From de6189da4d34c4663c0fd317000caca456e19712 Mon Sep 17 00:00:00 2001
From: Tyler Goodlet <jgbt@protonmail.com>
Date: Wed, 21 Aug 2024 12:16:17 -0400
Subject: [PATCH] Drop `.cancel_actor()` from `maybe_spawn_daemon()`

Since `tractor`'s new and improved inter-actor cancellation semantics
are much more pedantic, AND bc we use the `ServiceMngr` for spawning
service actors on-demand, the caller of `maybe_spawn_daemon()` should
NEVER conduct a so called "out of band" `Actor`-runtime cancel request
since this is precisely the job of our `ServiceMngr` XD

Add a super in depth note explaining the underlying issue and adding
a todo list of how we should prolly augment `tractor` to make such cases
easier to grok and fix in the future!
---
 piker/service/_daemon.py | 60 +++++++++++++++++++++++++++++++++++++++-
 1 file changed, 59 insertions(+), 1 deletion(-)

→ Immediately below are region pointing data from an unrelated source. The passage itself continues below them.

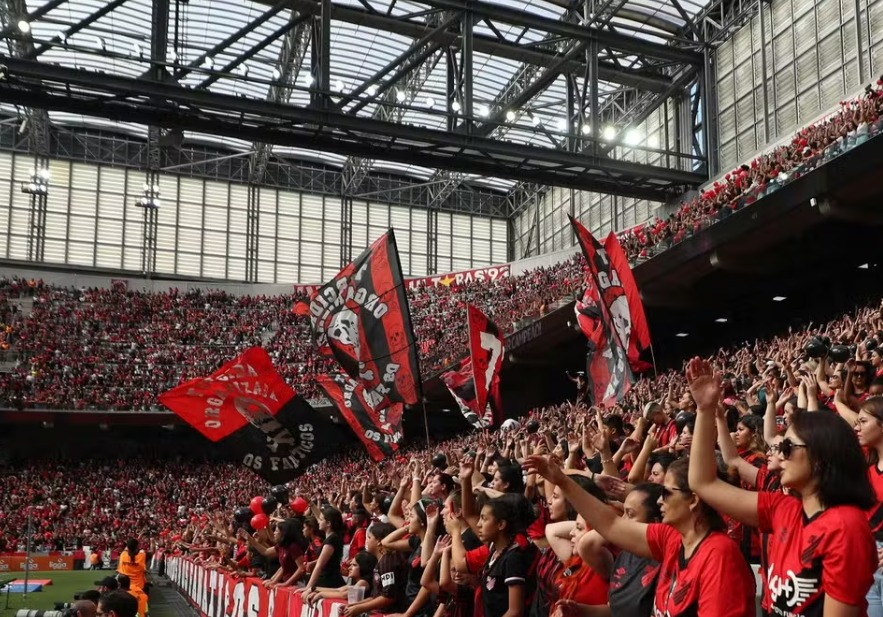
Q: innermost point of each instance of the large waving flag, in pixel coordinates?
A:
(379, 431)
(624, 301)
(475, 384)
(607, 359)
(247, 408)
(362, 316)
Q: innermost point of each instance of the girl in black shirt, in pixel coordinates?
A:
(326, 570)
(632, 577)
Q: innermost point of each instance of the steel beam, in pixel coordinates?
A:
(9, 28)
(252, 52)
(200, 110)
(291, 57)
(239, 34)
(83, 23)
(490, 45)
(614, 40)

diff --git a/piker/service/_daemon.py b/piker/service/_daemon.py
index a76918ec..0cb57291 100644
--- a/piker/service/_daemon.py
+++ b/piker/service/_daemon.py
@@ -134,7 +134,65 @@ async def maybe_spawn_daemon(
         async with tractor.wait_for_actor(service_name) as portal:
             lock.release()
             yield portal
-            await portal.cancel_actor()
+            # --- ---- ---
+            # XXX NOTE XXX
+            # --- ---- ---
+            # DO NOT PUT A `portal.cancel_actor()` here (as was prior)!
+            #
+            # Doing so will cause an "out-of-band" ctxc
+            # (`tractor.ContextCancelled`) to be raised inside the
+            # `ServiceMngr.open_context_in_task()`'s call to
+            # `ctx.wait_for_result()` AND the internal self-ctxc
+            # "graceful capture" WILL NOT CATCH IT!
+            #
+            # This can cause certain types of operations to raise
+            # that ctxc BEFORE THEY `return`, resulting in
+            # a "false-negative" ctxc being raised when really
+            # nothing actually failed, other then our semantic
+            # "failure" to suppress an expected, graceful,
+            # self-cancel scenario..
+            #
+            # bUt wHy duZ It WorK lIKe dis..

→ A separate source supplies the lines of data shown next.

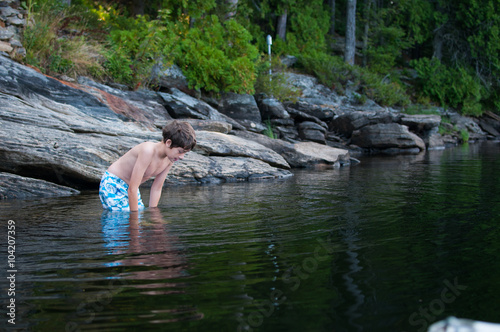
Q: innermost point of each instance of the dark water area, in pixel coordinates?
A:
(391, 244)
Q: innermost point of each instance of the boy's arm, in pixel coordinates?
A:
(156, 188)
(141, 164)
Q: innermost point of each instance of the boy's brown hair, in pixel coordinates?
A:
(181, 133)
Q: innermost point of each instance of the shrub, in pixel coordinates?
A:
(218, 57)
(276, 87)
(135, 46)
(55, 51)
(456, 88)
(333, 72)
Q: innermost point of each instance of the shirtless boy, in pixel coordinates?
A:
(119, 188)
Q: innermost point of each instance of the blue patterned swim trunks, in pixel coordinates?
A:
(113, 193)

+            # ------------------------------
+            # from the perspective of the `tractor.Context` this
+            # cancel request was conducted "out of band" since
+            # `Context.cancel()` was never called and thus the
+            # `._cancel_called: bool` was never set. Despite the
+            # remote `.canceller` being set to `pikerd` (i.e. the
+            # same `Actor.uid` of the raising service-mngr task) the
+            # service-task's ctx itself was never marked as having
+            # requested cancellation and thus still raises the ctxc
+            # bc it was unaware of any such request.
+            #
+            # How to make grokin these cases easier tho?

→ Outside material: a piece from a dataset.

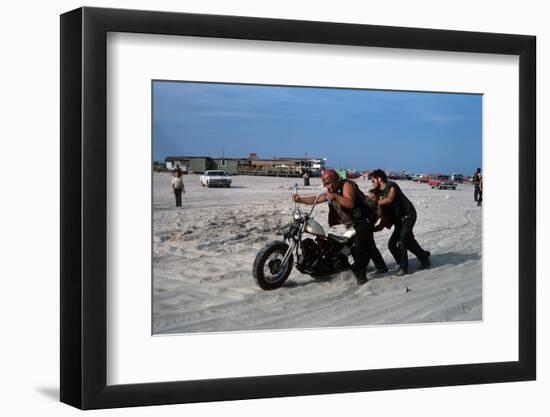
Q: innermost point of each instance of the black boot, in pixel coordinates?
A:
(360, 275)
(425, 262)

+            # ------------------------------------------
+            # Because `Portal.cancel_actor()` was called it requests
+            # "full-`Actor`-runtime-cancellation" of it's peer
+            # process which IS NOT THE SAME as a single inter-actor
+            # RPC task cancelling its local context with a remote
+            # peer `Task` in that same peer process.
+            #
+            # ?TODO? It might be better if we do one (or all) of the
+            # following:
+            #
+            # -[ ] at least set a special message for the
+            #    `ContextCancelled` when raised locally by the
+            #    unaware ctx task such that we check for the
+            #    `.canceller` being *our `Actor`* and in the case
+            #    where `Context._cancel_called == False` we specially
+            #    note that this is likely an "out-of-band"
+            #    runtime-cancel request triggered by some call to
+            #    `Portal.cancel_actor()`, possibly even reporting the
+            #    exact LOC of that caller by tracking it inside our
+            #    portal-type?
+            # -[ ] possibly add another field `ContextCancelled` like
+            #    maybe a,
+            #    `.request_type: Literal['os', 'proc', 'actor',
+            #    'ctx']` type thing which would allow immediately
+            #    being able to tell what kind of cancellation caused
+            #    the unexpected ctxc?
+            # -[ ] REMOVE THIS COMMENT, once we've settled on how to
+            #     better augment `tractor` to be more explicit on this!
 
 
 async def spawn_emsd(